Florian Philippot, fondateur des Patriotes, crédités à moins de 3 % dans les sondages, propose par ailleurs une alliance de dernière minute avec François Asselineau, leader de l’Union Populaire Républicaine (UPR) également partisan du « Frexit« .

Les intentions de vote se confirment, l’abstention aussi. Si, en France, LaREM et le RN sont toujours au coude-à-coude dans les intentions de vote (d’après le sondage quotidien de l’IFOP avec respectivement 22 % et 20,5 % le mercredi 24 avril), une forte abstention semble également se profiler. Rien d’exceptionnel a priori : le scrutin ne mobilise traditionnellement que peu l’intérêt des Français.

Européennes : pourquoi l’abstention est-elle si forte ?

Sauf que le taux de participation prévu n’est que de 40,5 % au mercredi 24 avril. Ce qui constitue, s’il venait à se concrétiser, un niveau plus bas qu’en 2014, quand 44 % des inscrits s’étaient déplacés. En cause : le grand débat et l’incendie de Notre-Dame, qui ont ces dernières semaines mobilisé l’attention. On assiste donc, ironise Le Monde, à une « drôle de campagne« … en attendant, à un mois du scrutin, la « guerre éclair » ?

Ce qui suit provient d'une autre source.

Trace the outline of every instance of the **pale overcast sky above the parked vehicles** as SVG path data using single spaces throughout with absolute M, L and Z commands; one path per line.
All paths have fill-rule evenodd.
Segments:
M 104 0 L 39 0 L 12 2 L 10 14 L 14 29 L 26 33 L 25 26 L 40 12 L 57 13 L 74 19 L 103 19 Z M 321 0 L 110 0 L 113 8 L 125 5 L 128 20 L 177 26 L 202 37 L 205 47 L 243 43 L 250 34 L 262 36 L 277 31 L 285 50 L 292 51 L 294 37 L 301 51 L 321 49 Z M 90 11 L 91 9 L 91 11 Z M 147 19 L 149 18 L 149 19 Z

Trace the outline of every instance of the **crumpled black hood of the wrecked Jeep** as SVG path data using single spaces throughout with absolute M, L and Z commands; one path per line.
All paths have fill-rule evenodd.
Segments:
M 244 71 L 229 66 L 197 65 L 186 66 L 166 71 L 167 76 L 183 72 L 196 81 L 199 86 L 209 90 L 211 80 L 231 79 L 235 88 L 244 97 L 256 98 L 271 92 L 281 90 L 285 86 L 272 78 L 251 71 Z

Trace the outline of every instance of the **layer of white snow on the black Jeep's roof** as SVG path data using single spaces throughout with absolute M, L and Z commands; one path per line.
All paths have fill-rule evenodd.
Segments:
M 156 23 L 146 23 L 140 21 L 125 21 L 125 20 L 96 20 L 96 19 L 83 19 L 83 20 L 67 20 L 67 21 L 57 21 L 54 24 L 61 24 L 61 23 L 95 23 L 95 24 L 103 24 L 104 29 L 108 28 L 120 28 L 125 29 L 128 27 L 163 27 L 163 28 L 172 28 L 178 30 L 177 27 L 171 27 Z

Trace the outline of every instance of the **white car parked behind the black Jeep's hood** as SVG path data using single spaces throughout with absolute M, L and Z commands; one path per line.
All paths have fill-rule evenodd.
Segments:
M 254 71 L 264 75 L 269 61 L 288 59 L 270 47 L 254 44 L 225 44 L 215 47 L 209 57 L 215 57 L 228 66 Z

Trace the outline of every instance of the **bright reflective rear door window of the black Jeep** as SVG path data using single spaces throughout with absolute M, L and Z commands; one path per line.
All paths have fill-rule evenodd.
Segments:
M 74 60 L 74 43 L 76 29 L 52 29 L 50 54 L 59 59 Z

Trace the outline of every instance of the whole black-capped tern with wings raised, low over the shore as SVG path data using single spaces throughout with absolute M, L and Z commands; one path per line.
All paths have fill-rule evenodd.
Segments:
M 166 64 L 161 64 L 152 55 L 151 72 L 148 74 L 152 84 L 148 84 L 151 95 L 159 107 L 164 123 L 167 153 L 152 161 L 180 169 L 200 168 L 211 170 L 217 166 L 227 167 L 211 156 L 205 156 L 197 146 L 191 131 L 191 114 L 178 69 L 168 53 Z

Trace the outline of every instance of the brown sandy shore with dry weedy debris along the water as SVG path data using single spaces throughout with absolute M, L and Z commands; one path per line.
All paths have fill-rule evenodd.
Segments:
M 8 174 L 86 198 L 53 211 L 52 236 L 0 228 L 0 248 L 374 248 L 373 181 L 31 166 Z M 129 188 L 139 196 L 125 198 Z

La désinformation préoccupe toujours. A l’approche du scrutin, Jean-Claude Juncker promet de nouveau que la Commission européenne luttera contre la désinformation, semblant cette fois viser plus particulièrement le gouvernement hongrois…

De leur côté, les réseaux sociaux tentent également d’agir. Vigilent, Facebook a néanmoins décidé d’assouplir ses règles en faveur des institutions européennes. La société s’était en effet engagée à n’autoriser la diffusion des publicités politiques dans un pays de l’UE qu’à condition que son instigateur soit enregistré dans ce pays. Mais son vice-président Nick Clegg a proposé que le Parlement européen, les groupes politiques qui y sont aujourd’hui représentés, ainsi que les partis politiques paneuropéens enregistrés à Bruxelles puissent lancer des campagnes de publicité à l’échelle de l’Union pendant un mois, même s’ils ne sont pas présents physiquement dans chacun des vingt-huit pays concernés.

YouTube compte pour sa part labelliser les contenus issus de sources gouvernementales, toujours dans l’optique de permettre aux internautes de mieux se prémunir des fake news. Ces labels de transparence seront lancés en France, au Royaume-Uni, en Allemagne, en Italie, en Espagne et en Pologne.